There are just two Arm-powered supercomputers on the latest TOP500 rankings: the “Astra” system at Sandia National Laboratories and Fujitsu’s new A64FX prototype. The latter captured the number one spot on the Green500 list, becoming the first non-accelerated system to do so since 2012. There are also a handful of smaller Arm-based clusters, such as the University of Bristol’s Isambard supercomputer, which has yielded some impressive performance results on an array of HPC microbenchmarks.

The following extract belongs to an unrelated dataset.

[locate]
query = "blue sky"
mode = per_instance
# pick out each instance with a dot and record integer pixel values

The small number of Arm-based HPC machines in the field has to be balanced against those achievements. But numbers do matter and a lot of industry-watchers, including us, had speculated that the architecture would be enjoying wider adoption at this point. At our HPC Day event prior to SC19, we spoke with Brent Gorda, senior director of the HPC Business at Arm, about what may be behind the slow rollout and what the company is doing to speed adoption.
As Gorda has told us before, developing a new processor is not a quick process and can require $100 million or more just to get to first silicon. “The primary reason is that hardware takes a long time to come out of the oven,” Gorda tells The Next Platform. “I’m a software guy and I look at these hardware timelines and I scratch my head and think that’s got to be a really hard problem.”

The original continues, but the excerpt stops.